Die Unterbringung in einer Entziehungsanstalt nach § 64 StGB beschäftigt die Gerichte nicht nur im Erkenntnis-, sondern regelmäßig auch im Vollstreckungsverfahren, hauptsächlich wenn es um die Frage einer Erledigterklärung nach § 67d Abs. 5 S. 1 StGB wegen nicht mehr vorhandener Erfolgsaussicht oder um eine Aussetzung des weiteren Maßregelvollzugs zur Bewährung nach § 67d Abs. 2 S. 1 StGB geht. Der Ausgang dieser Verfahren hängt oftmals maßgeblich von der Stellungnahme der behandelnden Einrichtung über den bisherigen Behandlungsverlauf ab. Diese stellen regelmäßig eine zuverlässige und zureichende Entscheidungsgrundlage dar, sodass es der Hinzuziehung externer Gutachter grundsätzlich nicht bedarf (OLG Stuttgart, Beschl. v. 29.6.2020 – 4 Ws 127/20).

Die Strafvollstreckungskammer darf ihre Entscheidung jedoch nur dann auf die gutachterliche Stellungnahme der Vollzugseinrichtung stützen, wenn diese die entscheidungserheblichen Tatsachen hinreichend dargelegt und sich mit ihnen auseinandergesetzt hat. Kommt etwa die Vollzugseinrichtung zu dem Ergebnis, dass dem Verurteilten die begehrte Aussetzung der weiteren Vollstreckung der Unterbringung zur Bewährung nicht gewährt werden könne, da die Legalprognose negativ sei, muss ihre Stellungnahme Ausführungen dazu enthalten, welcher Art die rechtswidrigen Taten sind, die von dem Untergebrachten drohen, wie ausgeprägt das Maß der Gefährdung ist (Häufigkeit und Rückfallfrequenz), wie hoch die Wahrscheinlichkeit zukünftiger rechtswidriger Taten ist und inwieweit im Falle einer Aussetzung der Maßregel zur Bewährung Maßnahmen im Rahmen der Führungsaufsicht nach §§ 68a, 68b StGB als weniger belastende Maßnahmen ausreichen können, um den Zweck der Maßregel zu erreichen (OLG Stuttgart, Beschl. v. 25.7.2022 – 4 Ws 247/22).

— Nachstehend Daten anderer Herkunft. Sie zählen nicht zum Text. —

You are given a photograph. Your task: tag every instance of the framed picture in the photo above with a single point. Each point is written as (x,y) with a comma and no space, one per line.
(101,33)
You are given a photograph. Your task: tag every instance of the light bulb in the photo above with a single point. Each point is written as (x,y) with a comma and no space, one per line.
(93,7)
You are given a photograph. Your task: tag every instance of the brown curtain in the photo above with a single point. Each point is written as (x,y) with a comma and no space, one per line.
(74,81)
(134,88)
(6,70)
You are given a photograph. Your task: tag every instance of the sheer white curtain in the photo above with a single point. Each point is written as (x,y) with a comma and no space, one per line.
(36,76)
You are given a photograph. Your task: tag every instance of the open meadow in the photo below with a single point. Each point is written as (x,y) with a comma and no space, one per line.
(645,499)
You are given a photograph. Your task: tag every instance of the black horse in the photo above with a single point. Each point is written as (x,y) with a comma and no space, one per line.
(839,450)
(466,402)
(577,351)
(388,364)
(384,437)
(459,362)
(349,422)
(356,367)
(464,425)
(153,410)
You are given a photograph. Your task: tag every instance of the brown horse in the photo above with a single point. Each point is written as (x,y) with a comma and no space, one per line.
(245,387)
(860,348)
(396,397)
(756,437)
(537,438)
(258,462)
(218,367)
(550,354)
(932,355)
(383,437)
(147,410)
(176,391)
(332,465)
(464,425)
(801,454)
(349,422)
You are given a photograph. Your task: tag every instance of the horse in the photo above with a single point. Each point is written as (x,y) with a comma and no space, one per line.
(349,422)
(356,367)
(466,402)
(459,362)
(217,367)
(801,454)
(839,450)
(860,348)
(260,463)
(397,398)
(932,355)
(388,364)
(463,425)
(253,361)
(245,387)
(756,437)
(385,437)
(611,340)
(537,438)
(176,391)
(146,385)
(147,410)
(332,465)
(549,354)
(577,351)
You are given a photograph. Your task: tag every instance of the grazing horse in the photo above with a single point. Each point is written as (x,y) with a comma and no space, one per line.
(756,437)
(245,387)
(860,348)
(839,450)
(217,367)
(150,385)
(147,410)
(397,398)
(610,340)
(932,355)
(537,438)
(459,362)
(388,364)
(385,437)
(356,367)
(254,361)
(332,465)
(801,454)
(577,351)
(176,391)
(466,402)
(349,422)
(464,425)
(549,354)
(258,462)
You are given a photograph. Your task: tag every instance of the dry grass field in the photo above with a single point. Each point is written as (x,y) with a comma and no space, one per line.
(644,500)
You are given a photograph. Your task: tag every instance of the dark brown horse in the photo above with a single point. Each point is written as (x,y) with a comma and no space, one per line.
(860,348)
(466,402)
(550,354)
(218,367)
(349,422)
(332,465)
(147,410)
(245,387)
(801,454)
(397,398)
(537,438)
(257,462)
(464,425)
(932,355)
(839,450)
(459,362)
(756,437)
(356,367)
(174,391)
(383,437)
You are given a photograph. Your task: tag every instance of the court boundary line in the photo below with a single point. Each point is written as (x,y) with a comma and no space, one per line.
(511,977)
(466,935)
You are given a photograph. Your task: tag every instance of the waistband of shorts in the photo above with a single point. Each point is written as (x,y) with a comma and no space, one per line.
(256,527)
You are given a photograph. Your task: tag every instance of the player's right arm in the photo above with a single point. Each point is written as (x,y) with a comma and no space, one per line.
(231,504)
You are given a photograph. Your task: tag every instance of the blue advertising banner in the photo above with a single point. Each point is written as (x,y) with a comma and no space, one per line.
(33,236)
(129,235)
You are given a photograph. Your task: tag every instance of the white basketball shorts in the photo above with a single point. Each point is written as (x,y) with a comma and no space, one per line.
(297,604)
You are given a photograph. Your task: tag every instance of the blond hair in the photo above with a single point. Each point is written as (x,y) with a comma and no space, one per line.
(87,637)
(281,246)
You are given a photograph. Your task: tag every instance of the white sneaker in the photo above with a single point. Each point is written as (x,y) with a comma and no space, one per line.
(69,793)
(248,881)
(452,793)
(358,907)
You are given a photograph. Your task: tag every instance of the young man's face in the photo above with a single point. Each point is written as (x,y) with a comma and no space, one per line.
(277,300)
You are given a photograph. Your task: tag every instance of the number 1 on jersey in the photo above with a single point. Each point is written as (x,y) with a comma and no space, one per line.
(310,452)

Dies gilt insbesondere dann, wenn der Therapieverlauf insgesamt durchaus positiv erscheint und der Verurteilte deutliche Fortschritte erzielt hat. Hält die Einrichtung die Legalprognose ungeachtet der – auch von ihr anerkannten – Therapieerfolge dennoch für negativ, bedarf dies der ausführlichen Erörterung (OLG Stuttgart a.a.O.).

Fehlt es hieran, darf die StVK sich bei ihrer Entscheidung nicht auf die gutachterliche Stellungnahme stützen, denn andernfalls verstößt sie gegen ihre Verpflichtung, die Annahme, wonach von dem Verurteilten weiterhin eine Gefahr erheblicher rechtswidriger Taten ausgehe, hinreichend zu konkretisieren (vgl. BVerfG, Beschl. v. 17.2.2014 – 2 BvR 1795/12).